Unnamed: 0,Neighborhood,Latitude,Longitude,Total,Cluster_Labels
2,Hackenviertel,48.135731,11.569955,20,0
25,Gärtnerplatz,48.131486,11.575828,19,0
37,Pasing,48.149956,11.461767,18,0
34,Obergiesing,48.111156,11.588909,17,0
28,Am Riesenfeld,48.182373,11.558598,16,0
50,Thalkirchen,48.10284,11.545979,14,0
45,Kleinhesselohe,48.15542,11.600026,13,0
35,Neupasing,48.152271,11.469903,13,0
57,Giesing,48.11113,11.596084,13,0
23,Friedenheim,48.136197,11.518428,12,0


## Cluster 1 : Untapped Markets


In [58]:
Munich_merged[Munich_merged['Total'] == 1].reset_index(drop=True)

Unnamed: 0,Neighborhood,Latitude,Longitude,Total,Cluster_Labels
0,Altaubing,48.165736,11.401493,1,0
1,Lochhausen,48.176021,11.408845,1,0
2,St Ulrich,47.995819,11.487573,1,0
3,Alte Heide Hirschau,48.177105,11.606023,1,0
4,Obersendling,48.97802,11.520807,1,0


### There are four neighboorhoods that are untapped:
     - Altaubing
     - Lochhausen
     - St.
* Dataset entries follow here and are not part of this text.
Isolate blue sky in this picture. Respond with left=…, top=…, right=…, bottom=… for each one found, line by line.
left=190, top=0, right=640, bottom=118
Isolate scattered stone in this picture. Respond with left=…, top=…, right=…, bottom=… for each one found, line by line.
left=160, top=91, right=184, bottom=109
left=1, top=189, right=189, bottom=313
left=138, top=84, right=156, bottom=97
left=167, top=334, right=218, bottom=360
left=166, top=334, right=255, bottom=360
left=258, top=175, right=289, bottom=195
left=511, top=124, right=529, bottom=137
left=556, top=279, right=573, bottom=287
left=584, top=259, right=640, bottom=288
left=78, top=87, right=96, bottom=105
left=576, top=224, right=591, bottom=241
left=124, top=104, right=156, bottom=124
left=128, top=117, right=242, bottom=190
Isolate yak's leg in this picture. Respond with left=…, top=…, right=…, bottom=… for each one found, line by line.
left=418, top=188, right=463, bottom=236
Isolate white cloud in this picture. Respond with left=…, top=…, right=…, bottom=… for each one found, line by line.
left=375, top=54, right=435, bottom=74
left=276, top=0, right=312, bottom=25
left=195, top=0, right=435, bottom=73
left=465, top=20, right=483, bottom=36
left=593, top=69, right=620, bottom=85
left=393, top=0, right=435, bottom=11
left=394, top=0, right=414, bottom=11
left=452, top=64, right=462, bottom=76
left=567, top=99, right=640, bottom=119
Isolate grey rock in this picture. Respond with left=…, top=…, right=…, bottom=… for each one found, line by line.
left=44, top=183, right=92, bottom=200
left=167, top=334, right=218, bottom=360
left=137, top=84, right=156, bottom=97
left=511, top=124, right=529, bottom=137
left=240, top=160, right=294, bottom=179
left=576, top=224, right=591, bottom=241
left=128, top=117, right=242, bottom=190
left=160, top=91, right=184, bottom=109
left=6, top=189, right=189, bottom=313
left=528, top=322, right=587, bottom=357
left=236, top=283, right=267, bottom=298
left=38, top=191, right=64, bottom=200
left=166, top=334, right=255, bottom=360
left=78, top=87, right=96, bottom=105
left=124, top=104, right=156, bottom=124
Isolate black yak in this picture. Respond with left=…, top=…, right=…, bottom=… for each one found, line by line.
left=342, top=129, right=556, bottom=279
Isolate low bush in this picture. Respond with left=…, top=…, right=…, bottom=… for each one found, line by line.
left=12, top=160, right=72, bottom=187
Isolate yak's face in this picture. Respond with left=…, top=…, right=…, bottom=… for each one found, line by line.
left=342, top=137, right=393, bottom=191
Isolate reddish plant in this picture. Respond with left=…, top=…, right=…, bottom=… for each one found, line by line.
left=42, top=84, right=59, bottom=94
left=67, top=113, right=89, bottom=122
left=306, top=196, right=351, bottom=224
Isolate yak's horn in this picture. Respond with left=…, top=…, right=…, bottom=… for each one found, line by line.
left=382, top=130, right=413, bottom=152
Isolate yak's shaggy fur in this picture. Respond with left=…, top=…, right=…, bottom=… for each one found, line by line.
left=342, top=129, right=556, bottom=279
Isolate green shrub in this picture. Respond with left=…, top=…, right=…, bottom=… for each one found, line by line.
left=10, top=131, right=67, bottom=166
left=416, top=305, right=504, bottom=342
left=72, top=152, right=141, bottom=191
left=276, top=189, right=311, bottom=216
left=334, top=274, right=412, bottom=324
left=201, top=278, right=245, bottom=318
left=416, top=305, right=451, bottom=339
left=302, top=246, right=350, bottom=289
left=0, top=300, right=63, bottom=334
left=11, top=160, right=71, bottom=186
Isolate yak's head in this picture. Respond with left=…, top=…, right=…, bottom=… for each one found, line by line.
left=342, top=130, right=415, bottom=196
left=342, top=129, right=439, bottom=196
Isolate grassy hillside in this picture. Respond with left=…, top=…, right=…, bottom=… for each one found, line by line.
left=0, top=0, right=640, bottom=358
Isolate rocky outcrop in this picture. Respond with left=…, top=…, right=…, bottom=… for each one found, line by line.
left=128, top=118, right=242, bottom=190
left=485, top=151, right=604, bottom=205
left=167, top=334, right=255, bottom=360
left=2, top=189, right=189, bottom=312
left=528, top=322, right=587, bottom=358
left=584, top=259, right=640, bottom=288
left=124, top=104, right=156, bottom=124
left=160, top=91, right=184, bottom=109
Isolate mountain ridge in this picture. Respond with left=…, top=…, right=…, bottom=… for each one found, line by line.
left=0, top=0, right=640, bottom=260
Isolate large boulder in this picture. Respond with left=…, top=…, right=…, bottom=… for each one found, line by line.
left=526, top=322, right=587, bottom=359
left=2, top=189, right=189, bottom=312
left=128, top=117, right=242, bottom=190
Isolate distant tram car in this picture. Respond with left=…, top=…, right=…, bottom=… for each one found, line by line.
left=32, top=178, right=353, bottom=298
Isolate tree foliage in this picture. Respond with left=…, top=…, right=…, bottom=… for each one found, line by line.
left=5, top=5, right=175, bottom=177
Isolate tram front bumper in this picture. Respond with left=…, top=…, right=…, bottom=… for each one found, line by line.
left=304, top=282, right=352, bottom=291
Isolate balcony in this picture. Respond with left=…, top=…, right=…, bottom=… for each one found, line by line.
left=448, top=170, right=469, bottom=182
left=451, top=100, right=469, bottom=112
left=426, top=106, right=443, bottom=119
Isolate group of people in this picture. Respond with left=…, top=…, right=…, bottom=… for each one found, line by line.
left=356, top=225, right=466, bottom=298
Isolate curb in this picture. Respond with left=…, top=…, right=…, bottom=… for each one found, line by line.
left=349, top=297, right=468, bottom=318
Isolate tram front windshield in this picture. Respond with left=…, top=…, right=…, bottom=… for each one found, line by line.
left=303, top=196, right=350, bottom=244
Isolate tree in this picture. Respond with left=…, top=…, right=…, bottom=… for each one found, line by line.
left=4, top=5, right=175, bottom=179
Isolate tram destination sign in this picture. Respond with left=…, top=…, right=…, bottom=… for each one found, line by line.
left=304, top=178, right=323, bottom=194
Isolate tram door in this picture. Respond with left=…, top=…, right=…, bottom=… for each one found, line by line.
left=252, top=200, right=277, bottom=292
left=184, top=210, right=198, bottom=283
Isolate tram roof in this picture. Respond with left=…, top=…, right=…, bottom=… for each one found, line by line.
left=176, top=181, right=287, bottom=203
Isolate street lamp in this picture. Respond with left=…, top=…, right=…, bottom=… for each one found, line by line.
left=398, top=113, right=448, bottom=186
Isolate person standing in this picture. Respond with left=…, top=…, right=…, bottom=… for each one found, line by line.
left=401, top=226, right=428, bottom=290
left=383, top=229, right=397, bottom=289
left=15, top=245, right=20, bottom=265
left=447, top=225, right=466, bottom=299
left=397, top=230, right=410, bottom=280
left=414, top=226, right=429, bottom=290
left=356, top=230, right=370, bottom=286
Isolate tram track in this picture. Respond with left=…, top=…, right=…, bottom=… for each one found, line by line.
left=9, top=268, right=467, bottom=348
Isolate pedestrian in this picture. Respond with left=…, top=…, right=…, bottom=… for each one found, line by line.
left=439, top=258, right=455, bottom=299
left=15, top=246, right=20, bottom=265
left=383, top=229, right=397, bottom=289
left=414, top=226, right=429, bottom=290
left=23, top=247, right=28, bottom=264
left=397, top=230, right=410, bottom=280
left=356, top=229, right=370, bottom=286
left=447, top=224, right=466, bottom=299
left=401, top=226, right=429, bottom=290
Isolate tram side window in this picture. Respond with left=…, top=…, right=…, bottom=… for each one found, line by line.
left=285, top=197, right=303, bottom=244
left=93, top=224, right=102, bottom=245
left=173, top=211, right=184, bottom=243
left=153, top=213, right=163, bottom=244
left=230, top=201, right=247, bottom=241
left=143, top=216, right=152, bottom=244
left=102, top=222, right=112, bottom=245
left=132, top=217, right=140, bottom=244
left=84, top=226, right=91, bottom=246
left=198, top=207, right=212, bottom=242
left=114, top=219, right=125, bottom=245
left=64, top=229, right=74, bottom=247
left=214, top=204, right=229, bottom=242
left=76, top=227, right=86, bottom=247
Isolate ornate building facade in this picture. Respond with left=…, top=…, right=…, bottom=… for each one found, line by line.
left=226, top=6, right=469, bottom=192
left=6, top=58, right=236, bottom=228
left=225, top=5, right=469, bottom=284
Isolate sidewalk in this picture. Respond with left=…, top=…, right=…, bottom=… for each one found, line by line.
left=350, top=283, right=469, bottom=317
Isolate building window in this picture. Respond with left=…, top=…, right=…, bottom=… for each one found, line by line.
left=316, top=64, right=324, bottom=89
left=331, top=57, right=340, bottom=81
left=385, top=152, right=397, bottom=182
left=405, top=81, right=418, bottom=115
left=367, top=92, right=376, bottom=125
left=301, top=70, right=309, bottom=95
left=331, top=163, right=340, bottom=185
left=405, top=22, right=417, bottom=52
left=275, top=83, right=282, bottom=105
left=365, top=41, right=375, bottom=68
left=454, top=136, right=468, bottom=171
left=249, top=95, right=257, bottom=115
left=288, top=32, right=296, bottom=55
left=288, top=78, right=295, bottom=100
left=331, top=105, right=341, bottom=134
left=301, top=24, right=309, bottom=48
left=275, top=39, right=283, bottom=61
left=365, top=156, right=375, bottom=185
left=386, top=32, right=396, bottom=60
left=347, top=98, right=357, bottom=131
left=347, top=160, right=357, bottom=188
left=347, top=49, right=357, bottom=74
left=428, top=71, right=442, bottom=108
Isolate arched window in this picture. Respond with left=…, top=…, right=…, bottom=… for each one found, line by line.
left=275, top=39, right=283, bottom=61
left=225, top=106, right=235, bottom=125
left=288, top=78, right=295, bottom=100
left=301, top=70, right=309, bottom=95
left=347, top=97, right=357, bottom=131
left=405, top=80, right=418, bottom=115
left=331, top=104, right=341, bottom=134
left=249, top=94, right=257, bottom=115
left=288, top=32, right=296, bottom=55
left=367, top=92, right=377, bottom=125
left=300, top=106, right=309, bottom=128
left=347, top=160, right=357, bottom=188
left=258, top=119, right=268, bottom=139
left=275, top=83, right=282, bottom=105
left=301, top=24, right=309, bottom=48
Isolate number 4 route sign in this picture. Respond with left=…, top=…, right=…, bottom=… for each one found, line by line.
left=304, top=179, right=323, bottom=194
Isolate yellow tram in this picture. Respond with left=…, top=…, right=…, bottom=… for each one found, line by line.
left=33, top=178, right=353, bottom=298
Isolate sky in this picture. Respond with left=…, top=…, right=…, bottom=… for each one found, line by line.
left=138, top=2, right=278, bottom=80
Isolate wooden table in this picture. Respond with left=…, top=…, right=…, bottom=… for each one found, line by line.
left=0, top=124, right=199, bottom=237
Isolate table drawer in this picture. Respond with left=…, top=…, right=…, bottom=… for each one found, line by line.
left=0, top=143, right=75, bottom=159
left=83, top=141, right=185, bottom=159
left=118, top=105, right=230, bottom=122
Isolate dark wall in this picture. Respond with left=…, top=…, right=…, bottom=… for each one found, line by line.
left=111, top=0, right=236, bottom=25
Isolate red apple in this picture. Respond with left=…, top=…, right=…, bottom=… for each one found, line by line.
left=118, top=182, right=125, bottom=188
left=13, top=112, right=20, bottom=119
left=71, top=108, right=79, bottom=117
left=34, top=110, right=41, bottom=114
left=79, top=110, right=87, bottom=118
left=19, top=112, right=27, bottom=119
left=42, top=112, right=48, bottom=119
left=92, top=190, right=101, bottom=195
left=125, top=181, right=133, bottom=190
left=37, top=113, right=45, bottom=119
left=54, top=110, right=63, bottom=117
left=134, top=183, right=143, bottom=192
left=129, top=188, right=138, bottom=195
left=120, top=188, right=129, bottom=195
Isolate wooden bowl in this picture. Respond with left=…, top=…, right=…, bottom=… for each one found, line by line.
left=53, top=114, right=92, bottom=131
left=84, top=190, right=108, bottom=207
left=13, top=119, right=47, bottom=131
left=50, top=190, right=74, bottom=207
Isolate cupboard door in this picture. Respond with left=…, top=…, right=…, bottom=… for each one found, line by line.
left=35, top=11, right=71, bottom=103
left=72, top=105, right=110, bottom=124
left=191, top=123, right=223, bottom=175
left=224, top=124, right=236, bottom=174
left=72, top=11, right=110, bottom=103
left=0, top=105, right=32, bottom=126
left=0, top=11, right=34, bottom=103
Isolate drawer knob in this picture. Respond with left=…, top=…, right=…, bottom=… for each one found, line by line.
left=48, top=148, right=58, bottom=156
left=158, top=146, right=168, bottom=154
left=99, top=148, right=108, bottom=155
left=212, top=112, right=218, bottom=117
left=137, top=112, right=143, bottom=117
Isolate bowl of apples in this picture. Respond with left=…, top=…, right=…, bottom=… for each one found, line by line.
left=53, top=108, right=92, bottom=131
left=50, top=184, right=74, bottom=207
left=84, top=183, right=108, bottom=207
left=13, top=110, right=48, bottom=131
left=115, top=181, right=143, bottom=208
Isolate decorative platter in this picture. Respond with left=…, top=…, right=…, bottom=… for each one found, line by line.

Ulrich and
     - Obersendling

The analysis (and the map above) show that these neighborhoods are the only untapped markets which are suitable for establishing a restaurant. All these neighborhoods are located on the outskirts of Munich. The highly saturated markets in the centre of Munich are probably too risky to start a restaurant.